Perlu diketahui, perkembangan pesat robotaxi di China dipicu oleh sistem regulasi yang lebih longgar dan mendukung inovasi teknologi. Pemerintah setempat cenderung memberikan kemudahan dalam pengujian dan peluncuran kendaraan otonom. Sebaliknya, di Amerika Serikat, aturan terkait kendaraan otonom jauh lebih ketat. Perusahaan teknologi di sana harus melewati berbagai tahapan uji coba dan memenuhi syarat keselamatan sebelum bisa mengoperasikan robotaxi secara komersial.
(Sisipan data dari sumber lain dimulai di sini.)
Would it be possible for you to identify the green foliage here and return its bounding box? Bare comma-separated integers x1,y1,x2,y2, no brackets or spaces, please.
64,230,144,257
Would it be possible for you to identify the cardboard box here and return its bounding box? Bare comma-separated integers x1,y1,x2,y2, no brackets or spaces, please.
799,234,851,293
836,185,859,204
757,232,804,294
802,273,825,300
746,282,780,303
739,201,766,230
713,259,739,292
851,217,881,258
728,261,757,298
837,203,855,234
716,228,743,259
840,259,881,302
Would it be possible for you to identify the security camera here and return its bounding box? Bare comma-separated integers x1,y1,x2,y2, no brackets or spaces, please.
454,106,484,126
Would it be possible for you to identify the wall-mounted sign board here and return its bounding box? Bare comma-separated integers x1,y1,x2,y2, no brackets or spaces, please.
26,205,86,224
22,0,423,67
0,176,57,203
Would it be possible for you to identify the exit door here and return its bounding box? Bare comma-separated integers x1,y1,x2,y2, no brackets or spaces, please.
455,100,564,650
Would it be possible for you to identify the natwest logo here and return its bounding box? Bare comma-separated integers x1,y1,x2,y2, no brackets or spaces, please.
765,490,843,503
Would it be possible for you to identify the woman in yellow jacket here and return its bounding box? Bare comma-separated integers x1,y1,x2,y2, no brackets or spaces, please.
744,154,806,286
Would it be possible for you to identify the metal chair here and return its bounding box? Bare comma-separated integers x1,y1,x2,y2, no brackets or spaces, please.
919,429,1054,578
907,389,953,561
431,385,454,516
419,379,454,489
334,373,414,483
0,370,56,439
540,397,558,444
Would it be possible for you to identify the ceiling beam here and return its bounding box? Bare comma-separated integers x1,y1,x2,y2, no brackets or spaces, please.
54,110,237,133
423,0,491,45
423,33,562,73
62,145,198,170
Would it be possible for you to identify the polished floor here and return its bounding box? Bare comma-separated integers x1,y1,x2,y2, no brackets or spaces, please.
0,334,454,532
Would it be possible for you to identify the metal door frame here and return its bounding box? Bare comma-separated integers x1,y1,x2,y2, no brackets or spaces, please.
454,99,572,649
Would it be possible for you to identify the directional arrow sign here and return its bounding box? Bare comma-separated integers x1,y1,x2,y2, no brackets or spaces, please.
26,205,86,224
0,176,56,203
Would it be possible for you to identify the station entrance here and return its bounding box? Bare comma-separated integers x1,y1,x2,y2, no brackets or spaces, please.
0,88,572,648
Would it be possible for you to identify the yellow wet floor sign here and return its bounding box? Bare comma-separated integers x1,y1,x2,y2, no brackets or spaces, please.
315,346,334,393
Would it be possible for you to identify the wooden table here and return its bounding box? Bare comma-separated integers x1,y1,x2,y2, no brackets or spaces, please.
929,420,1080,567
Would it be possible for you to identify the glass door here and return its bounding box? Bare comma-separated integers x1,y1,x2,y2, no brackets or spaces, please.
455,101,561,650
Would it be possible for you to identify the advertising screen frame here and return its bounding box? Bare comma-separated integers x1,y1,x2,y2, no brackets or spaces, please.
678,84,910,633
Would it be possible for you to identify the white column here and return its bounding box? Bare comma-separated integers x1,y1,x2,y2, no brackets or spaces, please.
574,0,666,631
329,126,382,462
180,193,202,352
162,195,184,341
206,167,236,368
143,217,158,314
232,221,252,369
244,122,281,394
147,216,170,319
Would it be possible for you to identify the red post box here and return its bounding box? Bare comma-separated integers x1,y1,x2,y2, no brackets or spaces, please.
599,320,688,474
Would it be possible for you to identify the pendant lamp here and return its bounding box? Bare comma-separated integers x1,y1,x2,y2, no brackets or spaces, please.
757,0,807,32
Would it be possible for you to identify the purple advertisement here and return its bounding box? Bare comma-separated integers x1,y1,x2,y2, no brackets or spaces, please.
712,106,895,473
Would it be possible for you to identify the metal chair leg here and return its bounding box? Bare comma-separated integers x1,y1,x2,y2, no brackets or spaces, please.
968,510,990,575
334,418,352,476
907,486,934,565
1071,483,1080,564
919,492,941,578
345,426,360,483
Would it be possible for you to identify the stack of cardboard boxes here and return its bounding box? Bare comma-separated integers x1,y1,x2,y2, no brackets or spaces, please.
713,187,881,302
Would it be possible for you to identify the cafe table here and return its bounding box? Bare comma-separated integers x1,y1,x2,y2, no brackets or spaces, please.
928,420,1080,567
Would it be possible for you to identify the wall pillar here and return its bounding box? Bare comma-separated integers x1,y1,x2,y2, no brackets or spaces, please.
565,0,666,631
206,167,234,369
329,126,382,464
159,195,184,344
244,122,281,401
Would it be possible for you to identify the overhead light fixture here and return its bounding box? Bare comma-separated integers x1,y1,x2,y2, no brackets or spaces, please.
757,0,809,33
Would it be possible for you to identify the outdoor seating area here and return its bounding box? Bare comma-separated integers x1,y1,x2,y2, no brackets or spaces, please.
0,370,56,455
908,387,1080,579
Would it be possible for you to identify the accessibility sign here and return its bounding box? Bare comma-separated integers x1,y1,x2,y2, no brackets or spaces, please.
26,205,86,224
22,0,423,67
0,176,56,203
Hingga saat ini, baru Waymo, anak usaha dari Google, yang berhasil mendapatkan izin komersial untuk layanan robotaxi di beberapa wilayah Amerika Serikat. Sementara itu, Tesla yang selama ini dikenal sebagai pelopor kendaraan listrik masih dalam tahap pengajuan izin layanan serupa.
Dengan peta persaingan seperti ini, kita bisa melihat bahwa dunia tengah berada dalam masa transisi menuju era kendaraan pintar. Robotaxi bukan lagi sekadar konsep futuristik, melainkan solusi nyata yang mulai mengaspal di jalanan kota besar dunia. Tidak menutup kemungkinan dalam 5–10 tahun ke depan, layanan ini akan menyentuh berbagai lapisan masyarakat di seluruh penjuru dunia, termasuk Asia Tenggara.
Indonesia sebagai negara dengan tingkat penggunaan transportasi daring yang tinggi tentu tidak akan bisa menghindar dari gelombang besar ini. Cepat atau lambat, kehadiran robotaxi bisa mengubah lanskap industri transportasi, menantang eksistensi driver ojol yang selama ini menjadi tulang punggung ekonomi digital lokal.
Meski demikian, kehadiran teknologi seharusnya tidak serta-merta menjadi ancaman. Justru, tantangan ini bisa dijadikan peluang jika pemerintah, perusahaan, dan masyarakat mau beradaptasi dan mempersiapkan langkah antisipatif. Salah satunya adalah dengan membentuk regulasi yang tepat guna, menciptakan ekosistem pelatihan ulang (reskilling) bagi para pekerja terdampak, dan mendorong kolaborasi lokal dengan perusahaan global.
Kini dunia sedang menyaksikan persaingan antara dua kekuatan besar: AS dan China, yang berebut dominasi dalam sektor kendaraan otonom. Siapa yang lebih siap dan siapa yang lebih cepat menaklukkan pasar global akan menentukan arah masa depan mobilitas kita.
Indonesia pun tak bisa tinggal diam. Pertanyaan besarnya adalah: apakah kita siap menyambut kedatangan mobil tanpa sopir ini, atau justru akan tertinggal jauh di belakang?